"Teaching Independent Parts Separately" (TIPSy-GAN) : Improving Accuracy and Stability in Unsupervised Adversarial 2D to 3D Pose Estimation

Abstract

We present TIPSy-GAN, a new approach to improve the accuracy and stability in unsupervised adversarial 2D to 3D human pose estimation. In our work we demonstrate that the human kinematic skeleton should not be assumed as a single spatially codependent structure; in fact, we posit when a full 2D pose is provided during training, there is an inherent bias learned where the 3D coordinate of a keypoint is spatially codependent on the 2D coordinates of all other keypoints. To investigate our hypothesis we follow previous adversarial approaches but train two generators on spatially independent parts of the kinematic skeleton, the torso and the legs.
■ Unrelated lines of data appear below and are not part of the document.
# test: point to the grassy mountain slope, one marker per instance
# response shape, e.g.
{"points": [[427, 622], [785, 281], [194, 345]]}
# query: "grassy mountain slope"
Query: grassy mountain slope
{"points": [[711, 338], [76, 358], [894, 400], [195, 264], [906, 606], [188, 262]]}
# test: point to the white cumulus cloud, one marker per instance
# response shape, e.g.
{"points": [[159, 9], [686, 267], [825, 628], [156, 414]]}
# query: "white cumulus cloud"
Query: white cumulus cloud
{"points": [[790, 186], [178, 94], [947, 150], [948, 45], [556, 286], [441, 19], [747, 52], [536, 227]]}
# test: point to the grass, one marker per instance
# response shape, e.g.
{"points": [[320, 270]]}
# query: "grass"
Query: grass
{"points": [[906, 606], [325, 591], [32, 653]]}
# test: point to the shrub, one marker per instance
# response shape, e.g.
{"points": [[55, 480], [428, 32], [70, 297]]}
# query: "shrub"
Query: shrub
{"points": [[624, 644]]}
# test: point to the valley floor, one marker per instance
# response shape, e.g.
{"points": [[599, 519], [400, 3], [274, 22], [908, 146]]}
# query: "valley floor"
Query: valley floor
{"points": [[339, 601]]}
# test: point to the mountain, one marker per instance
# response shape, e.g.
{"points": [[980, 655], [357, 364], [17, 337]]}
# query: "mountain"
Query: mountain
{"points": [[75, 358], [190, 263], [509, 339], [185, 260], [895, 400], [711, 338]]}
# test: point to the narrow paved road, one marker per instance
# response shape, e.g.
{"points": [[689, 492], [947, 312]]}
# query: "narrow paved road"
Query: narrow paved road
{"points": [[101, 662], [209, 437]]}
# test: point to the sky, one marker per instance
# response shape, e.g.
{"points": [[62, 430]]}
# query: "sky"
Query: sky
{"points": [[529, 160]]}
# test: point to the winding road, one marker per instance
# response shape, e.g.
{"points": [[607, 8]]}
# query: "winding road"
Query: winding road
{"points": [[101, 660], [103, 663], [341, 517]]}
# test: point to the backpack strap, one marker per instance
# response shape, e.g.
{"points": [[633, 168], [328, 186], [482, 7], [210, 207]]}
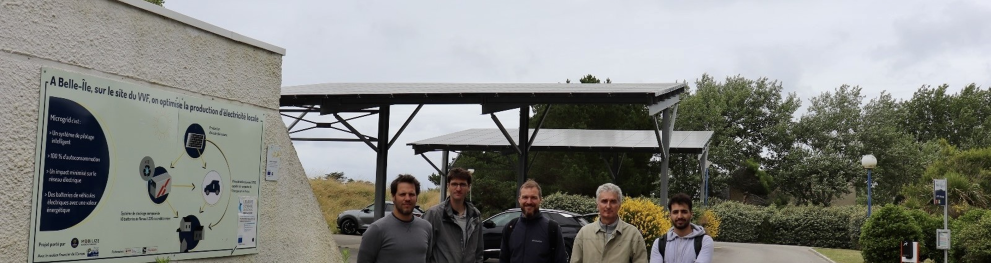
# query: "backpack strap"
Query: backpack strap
{"points": [[661, 244], [698, 245], [508, 231], [552, 228]]}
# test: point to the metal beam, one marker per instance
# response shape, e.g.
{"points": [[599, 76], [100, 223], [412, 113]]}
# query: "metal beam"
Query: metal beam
{"points": [[488, 108], [655, 108], [524, 147], [404, 126], [382, 160], [431, 164], [445, 168], [296, 121], [667, 123], [506, 133], [539, 124], [355, 131], [327, 139], [339, 108]]}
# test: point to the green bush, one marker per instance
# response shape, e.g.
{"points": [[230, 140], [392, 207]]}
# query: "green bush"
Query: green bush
{"points": [[976, 240], [858, 215], [957, 228], [884, 231], [575, 203], [743, 223], [928, 224], [811, 226]]}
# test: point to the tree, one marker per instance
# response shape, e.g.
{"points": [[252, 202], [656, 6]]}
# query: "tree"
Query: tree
{"points": [[750, 119], [434, 178], [962, 119], [968, 180], [338, 176], [901, 159], [823, 162]]}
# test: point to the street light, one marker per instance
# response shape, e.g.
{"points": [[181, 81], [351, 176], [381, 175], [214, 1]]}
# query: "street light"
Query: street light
{"points": [[869, 163]]}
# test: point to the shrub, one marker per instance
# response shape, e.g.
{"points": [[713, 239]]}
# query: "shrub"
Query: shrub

We find that improving the self-consistency cycle is key to lowering the evaluation error and therefore introduce new consistency constraints during training. A TIPSy model is produced via knowledge distillation from these generators which can predict the 3D ordinates for the entire 2D pose with improved results. Furthermore, we address an unanswered question in prior work of how long to train in a truly unsupervised scenario. We show that for two independent generators training adversarially has improved stability than that of a solo generator which collapses. TIPSy decreases the average error by 17\% when compared to that of a baseline solo generator on the Human3.6M dataset. TIPSy improves upon other unsupervised approaches while also performing strongly against supervised and weakly-supervised approaches during evaluation on both the Human3.6M and MPI-INF-3DHP datasets.